Se o verbo estar fosse regular, seu presente do indicativo seria: eu esto, tu estas, ele esta, nós estamos, vós estais, eles estam.

Mas é claro que ninguém o conjuga assim.

Vamos agora prestar muita atenção na conjugação de alguns verbos irregulares que normalmente causam dúvidas.

Verbos terminados em -IAR:

Quase todos os verbos terminados em -iar são regulares, como anunciar, denunciar, variar, reverenciar, maquiar, policiar, noticiar, angustiar, negociar:

eu anuncio ele anuncia nós anunciamos eles anunciam

eu vario ele varia nós variamos eles variam

eu negocio ele negocia nós negociamos eles negociam 

No entanto, há cinco verbos terminados em -iar cuja conjugação é irregular: mediar, ansiar, remediar, incendiar e odiar.

Mediar - medeio, medeias, medeia... que eu medeie, medeies, medeie...
Ansiar - anseio, anseias, anseia... que eu anseie, anseies, anseie...
Remediar - remedeio, remedeias, remedeia...que eu remedeie, remedeies...
Incendiar - incendeio, incendeias, incendeia...que eu incendeie...
Odiar - odeio, odeias, odeia... que eu odeie, odeies, odeie... 
Como você deve ter notado, a inicial de cada verbo permite formar uma ótima dica: a nome próprio "MARIO".
Veja de novo:

Mediar
Ansiar
Remediar
Incendiar
Odiar

O verbo intermediar, derivado de mediar, também é irregular:

eu intermedeio, tu intermedeias, ele intermedeia;
que eu intermedeie, que ele intermedeie, que nós intermediemos, que eles intermedeiem, nós intermediamos, vós intermediais, eles intermedeiam

Cuidado com o presente do subjuntivo desses verbos.
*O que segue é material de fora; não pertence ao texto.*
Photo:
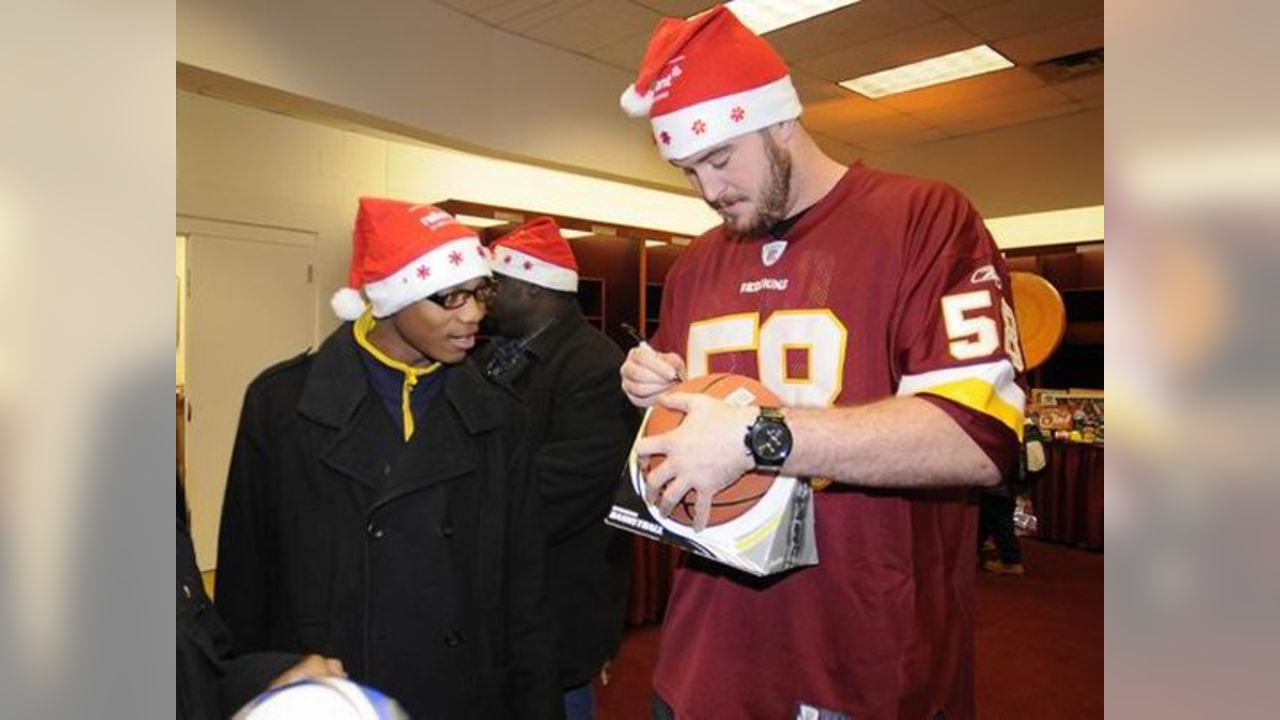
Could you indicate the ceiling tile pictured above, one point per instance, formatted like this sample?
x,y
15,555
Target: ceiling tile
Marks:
x,y
835,149
1023,17
990,85
856,23
956,7
507,12
595,24
548,12
835,114
1052,42
1083,89
472,7
909,46
676,8
625,54
885,133
816,89
1004,104
1018,118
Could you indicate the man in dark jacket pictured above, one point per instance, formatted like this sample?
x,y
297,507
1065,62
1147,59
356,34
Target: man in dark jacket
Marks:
x,y
213,682
380,506
581,428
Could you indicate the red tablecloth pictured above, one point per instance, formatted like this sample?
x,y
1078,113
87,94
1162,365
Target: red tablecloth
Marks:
x,y
652,570
1068,495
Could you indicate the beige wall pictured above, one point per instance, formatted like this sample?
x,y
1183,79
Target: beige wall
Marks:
x,y
1031,168
429,67
458,82
246,165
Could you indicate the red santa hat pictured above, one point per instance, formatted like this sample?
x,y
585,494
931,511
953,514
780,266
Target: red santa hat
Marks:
x,y
708,80
403,253
538,254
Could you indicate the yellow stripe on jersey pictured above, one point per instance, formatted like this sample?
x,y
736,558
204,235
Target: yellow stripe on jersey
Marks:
x,y
990,388
981,396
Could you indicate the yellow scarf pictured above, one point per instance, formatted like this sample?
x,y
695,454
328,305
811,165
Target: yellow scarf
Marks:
x,y
412,374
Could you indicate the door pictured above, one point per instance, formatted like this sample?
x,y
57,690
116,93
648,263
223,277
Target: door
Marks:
x,y
250,302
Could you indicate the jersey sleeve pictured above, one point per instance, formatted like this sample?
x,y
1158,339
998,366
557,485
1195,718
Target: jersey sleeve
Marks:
x,y
956,342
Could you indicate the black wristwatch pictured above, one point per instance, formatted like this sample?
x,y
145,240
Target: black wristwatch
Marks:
x,y
768,440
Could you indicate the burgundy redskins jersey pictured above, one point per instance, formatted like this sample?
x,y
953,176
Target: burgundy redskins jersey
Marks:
x,y
887,286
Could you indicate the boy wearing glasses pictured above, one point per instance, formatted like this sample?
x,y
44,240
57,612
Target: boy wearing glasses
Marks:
x,y
379,506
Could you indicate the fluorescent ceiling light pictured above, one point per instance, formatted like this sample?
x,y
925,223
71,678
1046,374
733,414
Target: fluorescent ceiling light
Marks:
x,y
478,222
935,71
768,16
1054,227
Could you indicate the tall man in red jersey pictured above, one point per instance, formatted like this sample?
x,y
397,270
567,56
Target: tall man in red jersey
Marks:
x,y
878,309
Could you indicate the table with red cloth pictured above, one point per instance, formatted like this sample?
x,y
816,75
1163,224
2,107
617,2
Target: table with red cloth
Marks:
x,y
1066,495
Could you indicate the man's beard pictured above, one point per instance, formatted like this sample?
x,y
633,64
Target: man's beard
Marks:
x,y
773,199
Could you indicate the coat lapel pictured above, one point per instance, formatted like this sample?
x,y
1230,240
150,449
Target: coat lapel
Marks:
x,y
337,396
443,445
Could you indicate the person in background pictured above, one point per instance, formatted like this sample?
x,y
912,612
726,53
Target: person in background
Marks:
x,y
581,428
213,682
380,505
877,308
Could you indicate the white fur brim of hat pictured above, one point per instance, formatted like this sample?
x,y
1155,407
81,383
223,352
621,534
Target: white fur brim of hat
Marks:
x,y
521,265
447,265
691,130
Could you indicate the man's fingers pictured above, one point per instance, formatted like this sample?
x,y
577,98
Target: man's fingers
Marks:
x,y
671,495
654,445
702,510
649,365
658,477
679,364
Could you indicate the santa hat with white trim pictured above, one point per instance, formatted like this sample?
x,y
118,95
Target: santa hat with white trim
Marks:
x,y
708,80
402,253
538,254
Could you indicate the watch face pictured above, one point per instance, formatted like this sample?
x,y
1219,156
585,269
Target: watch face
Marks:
x,y
771,442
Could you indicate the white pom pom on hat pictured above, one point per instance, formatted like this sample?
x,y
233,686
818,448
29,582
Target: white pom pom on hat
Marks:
x,y
635,104
347,304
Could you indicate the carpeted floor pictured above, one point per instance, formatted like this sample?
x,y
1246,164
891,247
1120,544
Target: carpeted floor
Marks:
x,y
1038,636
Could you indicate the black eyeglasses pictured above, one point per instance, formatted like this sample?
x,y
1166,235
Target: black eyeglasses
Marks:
x,y
457,297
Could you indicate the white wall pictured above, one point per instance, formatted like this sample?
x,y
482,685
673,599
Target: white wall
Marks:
x,y
429,67
246,165
460,82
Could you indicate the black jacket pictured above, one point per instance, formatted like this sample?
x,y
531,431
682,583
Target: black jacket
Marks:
x,y
420,565
211,683
581,431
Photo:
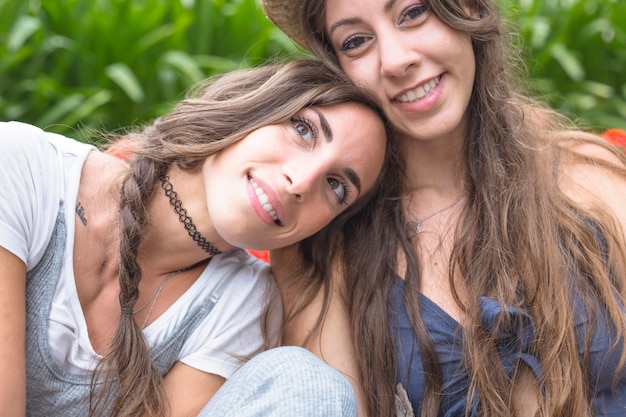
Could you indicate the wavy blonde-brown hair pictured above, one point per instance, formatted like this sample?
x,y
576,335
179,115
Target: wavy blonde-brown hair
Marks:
x,y
530,247
217,114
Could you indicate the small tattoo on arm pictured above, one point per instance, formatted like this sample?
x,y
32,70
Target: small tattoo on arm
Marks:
x,y
80,210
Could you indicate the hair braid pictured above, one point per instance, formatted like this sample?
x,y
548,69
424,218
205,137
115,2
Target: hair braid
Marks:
x,y
128,364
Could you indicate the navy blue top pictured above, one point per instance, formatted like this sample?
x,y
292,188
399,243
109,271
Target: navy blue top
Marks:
x,y
513,347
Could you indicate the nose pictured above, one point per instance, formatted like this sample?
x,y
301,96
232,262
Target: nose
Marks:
x,y
395,54
301,178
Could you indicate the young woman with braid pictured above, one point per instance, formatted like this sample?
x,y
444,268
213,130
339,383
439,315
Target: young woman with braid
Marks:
x,y
491,280
123,292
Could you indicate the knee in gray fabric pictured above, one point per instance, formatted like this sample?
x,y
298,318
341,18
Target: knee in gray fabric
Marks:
x,y
305,372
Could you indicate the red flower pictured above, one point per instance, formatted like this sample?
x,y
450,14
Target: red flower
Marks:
x,y
616,136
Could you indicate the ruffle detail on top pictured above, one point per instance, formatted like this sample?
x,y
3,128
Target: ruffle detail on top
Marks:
x,y
514,335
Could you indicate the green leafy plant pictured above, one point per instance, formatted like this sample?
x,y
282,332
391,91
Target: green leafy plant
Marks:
x,y
109,64
106,64
575,51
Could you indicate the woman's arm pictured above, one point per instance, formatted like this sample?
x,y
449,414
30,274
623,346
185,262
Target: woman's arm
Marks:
x,y
12,335
332,342
590,184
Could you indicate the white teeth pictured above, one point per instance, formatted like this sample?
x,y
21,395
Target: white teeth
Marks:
x,y
264,200
420,92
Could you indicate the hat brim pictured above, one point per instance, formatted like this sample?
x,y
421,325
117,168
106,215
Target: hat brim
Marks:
x,y
286,15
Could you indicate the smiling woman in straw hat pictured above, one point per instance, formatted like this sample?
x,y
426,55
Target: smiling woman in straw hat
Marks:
x,y
491,280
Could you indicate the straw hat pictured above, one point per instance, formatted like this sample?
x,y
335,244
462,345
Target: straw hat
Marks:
x,y
286,15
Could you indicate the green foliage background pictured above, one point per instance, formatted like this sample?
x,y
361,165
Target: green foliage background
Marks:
x,y
109,64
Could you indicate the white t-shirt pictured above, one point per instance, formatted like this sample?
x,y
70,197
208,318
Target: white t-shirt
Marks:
x,y
40,171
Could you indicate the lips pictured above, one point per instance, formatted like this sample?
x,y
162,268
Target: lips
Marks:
x,y
263,201
419,92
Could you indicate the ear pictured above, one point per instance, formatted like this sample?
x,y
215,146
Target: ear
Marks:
x,y
471,7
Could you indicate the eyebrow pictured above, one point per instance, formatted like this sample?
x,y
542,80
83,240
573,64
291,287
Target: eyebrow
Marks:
x,y
389,6
352,176
342,22
353,21
328,132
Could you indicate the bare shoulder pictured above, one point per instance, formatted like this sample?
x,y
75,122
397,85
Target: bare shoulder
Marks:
x,y
594,174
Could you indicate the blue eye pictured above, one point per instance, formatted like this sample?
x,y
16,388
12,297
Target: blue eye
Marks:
x,y
340,188
354,42
413,13
304,128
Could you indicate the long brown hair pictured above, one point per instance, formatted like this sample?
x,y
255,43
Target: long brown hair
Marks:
x,y
530,247
218,113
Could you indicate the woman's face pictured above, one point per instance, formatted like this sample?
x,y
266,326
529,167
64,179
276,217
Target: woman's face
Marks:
x,y
285,182
420,69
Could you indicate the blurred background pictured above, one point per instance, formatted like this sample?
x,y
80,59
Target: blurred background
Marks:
x,y
68,65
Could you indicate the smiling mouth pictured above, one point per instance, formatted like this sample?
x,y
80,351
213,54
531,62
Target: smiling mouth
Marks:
x,y
265,201
419,92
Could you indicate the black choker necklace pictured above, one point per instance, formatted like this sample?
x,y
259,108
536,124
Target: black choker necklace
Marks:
x,y
185,219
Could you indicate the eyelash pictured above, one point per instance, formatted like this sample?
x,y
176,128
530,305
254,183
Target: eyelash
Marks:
x,y
420,8
346,190
295,121
355,41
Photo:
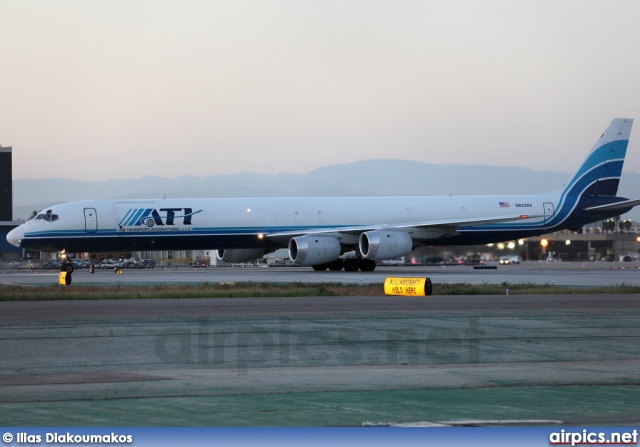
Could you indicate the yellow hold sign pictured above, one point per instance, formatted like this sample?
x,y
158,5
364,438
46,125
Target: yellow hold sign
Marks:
x,y
407,286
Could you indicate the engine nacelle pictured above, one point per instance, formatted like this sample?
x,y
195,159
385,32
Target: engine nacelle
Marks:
x,y
240,254
313,250
379,245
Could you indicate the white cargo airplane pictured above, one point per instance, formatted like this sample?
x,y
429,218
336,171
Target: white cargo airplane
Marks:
x,y
318,231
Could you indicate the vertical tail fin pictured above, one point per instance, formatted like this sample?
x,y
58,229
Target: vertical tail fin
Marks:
x,y
599,174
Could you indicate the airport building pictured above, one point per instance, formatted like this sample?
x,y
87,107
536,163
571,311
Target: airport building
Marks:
x,y
8,252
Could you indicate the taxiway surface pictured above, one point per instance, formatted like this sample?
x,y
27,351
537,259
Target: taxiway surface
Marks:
x,y
322,361
569,274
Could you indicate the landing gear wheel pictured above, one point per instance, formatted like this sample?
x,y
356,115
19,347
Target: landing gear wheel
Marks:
x,y
367,265
336,265
351,265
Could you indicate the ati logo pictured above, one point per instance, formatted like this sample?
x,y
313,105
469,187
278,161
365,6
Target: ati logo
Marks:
x,y
151,217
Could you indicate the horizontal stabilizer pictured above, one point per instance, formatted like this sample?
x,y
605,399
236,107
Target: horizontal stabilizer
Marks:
x,y
614,206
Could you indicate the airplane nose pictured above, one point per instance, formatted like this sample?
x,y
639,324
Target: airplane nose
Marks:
x,y
14,237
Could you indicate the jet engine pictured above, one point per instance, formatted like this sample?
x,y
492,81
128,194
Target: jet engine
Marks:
x,y
313,250
379,245
240,254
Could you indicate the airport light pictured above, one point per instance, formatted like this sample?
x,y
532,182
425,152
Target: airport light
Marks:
x,y
544,244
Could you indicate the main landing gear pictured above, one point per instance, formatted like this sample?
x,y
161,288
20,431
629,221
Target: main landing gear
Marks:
x,y
350,265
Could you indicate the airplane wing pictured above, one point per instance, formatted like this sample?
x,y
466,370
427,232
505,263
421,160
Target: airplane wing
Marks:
x,y
614,206
418,230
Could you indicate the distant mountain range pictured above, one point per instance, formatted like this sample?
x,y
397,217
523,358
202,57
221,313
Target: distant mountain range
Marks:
x,y
363,178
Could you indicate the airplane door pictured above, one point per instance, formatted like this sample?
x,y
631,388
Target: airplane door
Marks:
x,y
548,212
90,220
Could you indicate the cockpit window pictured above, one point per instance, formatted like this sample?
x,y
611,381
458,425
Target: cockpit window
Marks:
x,y
48,216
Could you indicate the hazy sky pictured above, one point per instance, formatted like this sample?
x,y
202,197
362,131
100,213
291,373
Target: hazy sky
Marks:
x,y
98,90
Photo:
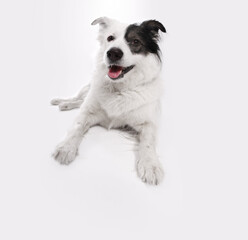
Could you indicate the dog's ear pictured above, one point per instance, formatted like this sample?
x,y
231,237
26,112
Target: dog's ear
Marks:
x,y
153,26
102,21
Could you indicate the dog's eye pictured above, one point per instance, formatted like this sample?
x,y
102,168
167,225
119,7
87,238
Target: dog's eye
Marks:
x,y
110,38
135,42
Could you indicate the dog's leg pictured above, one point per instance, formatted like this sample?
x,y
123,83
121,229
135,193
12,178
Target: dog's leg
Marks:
x,y
148,167
74,102
66,151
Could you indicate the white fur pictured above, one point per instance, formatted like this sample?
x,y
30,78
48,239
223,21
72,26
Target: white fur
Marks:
x,y
132,100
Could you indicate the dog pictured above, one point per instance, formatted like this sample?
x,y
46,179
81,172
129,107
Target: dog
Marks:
x,y
125,91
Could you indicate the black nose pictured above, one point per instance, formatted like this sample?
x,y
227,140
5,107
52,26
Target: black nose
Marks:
x,y
114,54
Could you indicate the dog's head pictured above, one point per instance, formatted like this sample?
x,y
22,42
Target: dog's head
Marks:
x,y
129,49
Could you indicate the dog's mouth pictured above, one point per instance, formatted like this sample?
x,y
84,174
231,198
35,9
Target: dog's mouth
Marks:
x,y
116,72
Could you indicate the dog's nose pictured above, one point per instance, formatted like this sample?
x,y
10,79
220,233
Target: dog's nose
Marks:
x,y
114,54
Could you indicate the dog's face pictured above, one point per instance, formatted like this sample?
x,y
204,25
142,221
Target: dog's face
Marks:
x,y
128,50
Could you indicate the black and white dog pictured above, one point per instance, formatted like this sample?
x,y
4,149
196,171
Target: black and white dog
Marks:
x,y
124,91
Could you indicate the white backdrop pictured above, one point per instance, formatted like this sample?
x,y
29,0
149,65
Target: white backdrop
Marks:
x,y
47,50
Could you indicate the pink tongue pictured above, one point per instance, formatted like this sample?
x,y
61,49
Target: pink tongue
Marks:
x,y
115,72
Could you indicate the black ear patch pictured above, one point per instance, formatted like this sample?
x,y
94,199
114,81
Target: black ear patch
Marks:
x,y
154,26
143,38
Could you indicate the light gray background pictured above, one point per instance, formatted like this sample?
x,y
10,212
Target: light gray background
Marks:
x,y
47,50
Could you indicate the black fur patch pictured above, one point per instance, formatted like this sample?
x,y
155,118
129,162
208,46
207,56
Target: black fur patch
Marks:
x,y
143,38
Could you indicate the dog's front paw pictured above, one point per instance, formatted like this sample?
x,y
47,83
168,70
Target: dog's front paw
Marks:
x,y
150,172
65,153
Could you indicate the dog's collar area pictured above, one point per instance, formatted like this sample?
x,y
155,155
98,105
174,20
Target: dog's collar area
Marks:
x,y
117,72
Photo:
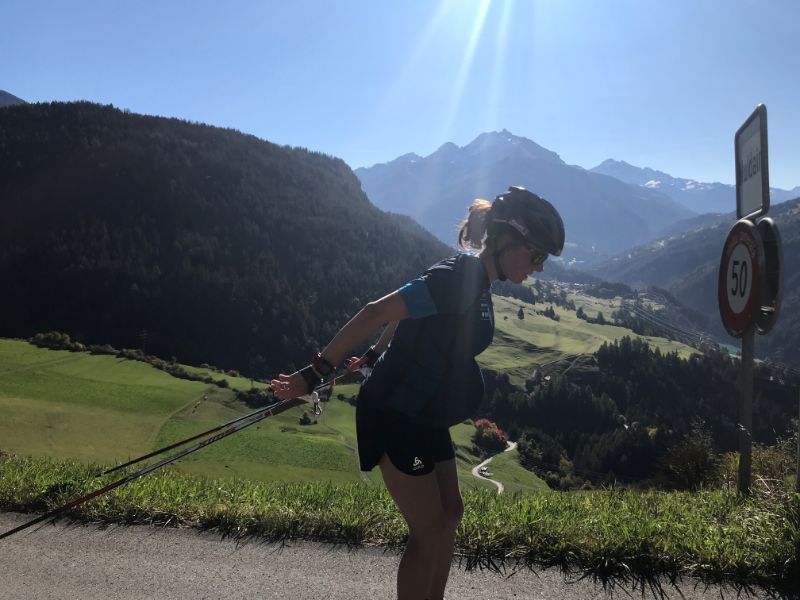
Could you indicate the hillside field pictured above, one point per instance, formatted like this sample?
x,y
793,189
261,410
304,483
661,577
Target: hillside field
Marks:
x,y
105,410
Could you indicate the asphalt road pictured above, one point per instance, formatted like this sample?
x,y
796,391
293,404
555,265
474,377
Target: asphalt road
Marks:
x,y
88,562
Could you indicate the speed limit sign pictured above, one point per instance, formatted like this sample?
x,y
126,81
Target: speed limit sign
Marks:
x,y
740,275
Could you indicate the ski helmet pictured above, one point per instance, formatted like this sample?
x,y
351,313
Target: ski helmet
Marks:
x,y
530,216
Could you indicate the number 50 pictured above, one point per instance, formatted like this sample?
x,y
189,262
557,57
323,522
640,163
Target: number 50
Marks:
x,y
739,275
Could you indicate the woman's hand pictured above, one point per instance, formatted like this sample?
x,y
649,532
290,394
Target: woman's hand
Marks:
x,y
290,386
354,363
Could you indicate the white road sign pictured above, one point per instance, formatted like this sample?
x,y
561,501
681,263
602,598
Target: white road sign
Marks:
x,y
752,166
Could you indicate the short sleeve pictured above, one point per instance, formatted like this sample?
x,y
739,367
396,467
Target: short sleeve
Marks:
x,y
449,287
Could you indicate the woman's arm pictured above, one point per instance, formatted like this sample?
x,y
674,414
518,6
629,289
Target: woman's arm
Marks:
x,y
391,307
386,337
354,363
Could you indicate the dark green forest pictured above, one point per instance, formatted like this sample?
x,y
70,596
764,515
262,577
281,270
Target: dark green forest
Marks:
x,y
188,240
617,414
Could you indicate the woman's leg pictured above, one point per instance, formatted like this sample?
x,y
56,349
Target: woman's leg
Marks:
x,y
452,511
419,500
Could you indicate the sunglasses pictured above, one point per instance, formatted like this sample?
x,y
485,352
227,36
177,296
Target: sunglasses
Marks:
x,y
537,257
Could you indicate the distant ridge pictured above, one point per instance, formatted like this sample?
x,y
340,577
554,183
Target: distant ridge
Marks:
x,y
697,196
7,99
602,214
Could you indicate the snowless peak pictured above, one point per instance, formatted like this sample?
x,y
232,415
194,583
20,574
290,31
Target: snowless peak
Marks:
x,y
504,144
446,151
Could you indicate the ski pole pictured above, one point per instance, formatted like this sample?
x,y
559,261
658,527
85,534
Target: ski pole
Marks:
x,y
319,388
255,418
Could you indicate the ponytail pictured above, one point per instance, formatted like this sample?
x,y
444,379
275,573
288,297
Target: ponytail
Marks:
x,y
473,229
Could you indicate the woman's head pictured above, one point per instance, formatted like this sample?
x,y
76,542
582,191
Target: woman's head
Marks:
x,y
520,229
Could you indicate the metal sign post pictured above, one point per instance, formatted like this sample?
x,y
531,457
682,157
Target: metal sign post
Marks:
x,y
750,285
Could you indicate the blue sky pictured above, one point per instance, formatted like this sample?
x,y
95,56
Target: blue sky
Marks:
x,y
660,84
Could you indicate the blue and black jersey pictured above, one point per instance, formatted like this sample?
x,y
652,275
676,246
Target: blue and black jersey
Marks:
x,y
429,373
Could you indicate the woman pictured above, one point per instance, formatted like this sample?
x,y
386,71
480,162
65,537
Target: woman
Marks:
x,y
427,379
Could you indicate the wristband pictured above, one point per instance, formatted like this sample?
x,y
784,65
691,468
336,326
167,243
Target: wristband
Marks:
x,y
310,376
371,357
321,366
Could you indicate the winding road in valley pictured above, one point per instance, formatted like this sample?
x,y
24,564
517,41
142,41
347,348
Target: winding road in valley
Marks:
x,y
476,472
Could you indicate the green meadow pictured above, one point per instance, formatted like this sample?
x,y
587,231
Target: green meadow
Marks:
x,y
106,410
522,345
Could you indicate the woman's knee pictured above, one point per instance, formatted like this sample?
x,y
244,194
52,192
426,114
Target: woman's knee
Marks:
x,y
452,514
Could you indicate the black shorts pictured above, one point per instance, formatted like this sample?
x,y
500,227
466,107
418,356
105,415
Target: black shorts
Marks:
x,y
413,450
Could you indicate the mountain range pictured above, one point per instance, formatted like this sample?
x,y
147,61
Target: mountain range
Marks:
x,y
602,214
695,195
606,210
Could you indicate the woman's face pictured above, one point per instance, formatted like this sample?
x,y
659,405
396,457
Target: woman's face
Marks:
x,y
520,261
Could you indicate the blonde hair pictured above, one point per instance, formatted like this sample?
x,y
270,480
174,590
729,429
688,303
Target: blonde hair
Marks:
x,y
472,230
Tome como modelo odiar:

que eu odeie, que tu odeies, que ele odeie, que nós odiemos, que vós odieis, que eles odeiem;

Verbos terminados em -EAR:

Responda já: o time deve estrear ou estreiar?
Eis um dos grandes nós da ortografia da língua portuguesa: o substantivo correspondente ao verbo é estreia, mas o adjetivo é estreante e o verbo é estrear; assim como o substantivo é receio, mas o adjetivo é receoso e o verbo é recear.

Agora, anote: só existe um único verbo terminado em -eiar: veiar (formar riscas ou estrias).

Há verbos terminados em -iar, como variar, anunciar e tantos outros já citados, e verbos terminados em -ear, como frear, passear, pentear, recear, estrear.

Todos os verbos terminados em -ear são conjugados com as mesmas terminações. Vamos tomar como exemplo e modelo o verbo frear.

Presente do Indicativo

eu freio
tu freias
ele freia
nós freamos
vós freais
eles freiam 

Pretérito Perfeito do Indicativo

eu freei
tu freaste
ele freou
nós freamos
vós freastes
eles frearam 

Você já sabe que os dois tempos dados acima são primitivos. E já conhece os esquemas de conjugação dos tempos derivados. Aplique-os, agora, com qualquer tempo de qualquer verbo terminado em -ear.

Não esqueça: todos - absolutamente todos - os verbos terminados em -ear apresentam as mesmas terminações.